Longmont, USA, 2 January 2007 – DigitalGlobe, provider of high resolution commercial satellite imagery and geospatial information products, today announced that Ball Aerospace & Technologies Corporation is building WorldView 2.
WorldView 2, the third satellite in DigitalGlobe’s constellation of spacecraft, is the only next generation system to be built independent of U.S. Government financing.

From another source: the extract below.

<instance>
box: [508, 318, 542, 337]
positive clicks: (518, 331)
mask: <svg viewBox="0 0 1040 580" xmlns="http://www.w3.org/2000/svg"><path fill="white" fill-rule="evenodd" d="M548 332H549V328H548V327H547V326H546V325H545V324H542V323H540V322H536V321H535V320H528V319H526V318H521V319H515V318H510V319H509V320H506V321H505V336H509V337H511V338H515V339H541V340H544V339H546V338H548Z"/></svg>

The satellite is scheduled to be launched in late 2008; work on the satellite sensor is nearing completion at ITT and work on long lead items on the satellite bus has been underway since early 2006. WorldView 2 is the third remote-sensing satellite built by Ball Aerospace for DigitalGlobe. The satellite is aimed at replacing QuickBird, which is expected to be in operation until late 2009.
WorldView 2 would provide eight bands of multi-spectral for life-like true color imagery and greater spectral applications in the mapping and monitoring markets. It will operate at an altitude in excess of 800 kilometers and offer target selection flexibility and increased spectral capabilities.
Its agility, larger on-board storage and greater communication downlink capabilities will provide DigitalGlobe with significantly more imaging capacity, enabling it to collect up to 950,000 square kilometers of world class half-meter imagery daily, and allow direct tasking and downlinking of imagery to customer locations.
“WorldView 2 will enable DigitalGlobe to collect almost five times the imagery of any current commercial system, and is a significant step in our strategic plan to meet increased market demand for geospatial data,” said Jill Smith, DigitalGlobe President and CEO. “The addition of WorldView 2 will provide DigitalGlobe, with higher collection capabilities, more frequent revisit and refresh, more spectral information and greater imaging flexibility.”
Ball Aerospace has previously partnered with DigitalGlobe to build its existing QuickBird satellite and is currently completing the construction of WorldView 1, scheduled to be on-orbit in mid-2007.
“We have been working with DigitalGlobe on two of its current satellites and are happy our technology is contributing to such a successful application of satellite imagery,” said Ball Aerospace President and CEO, David L. Taylor.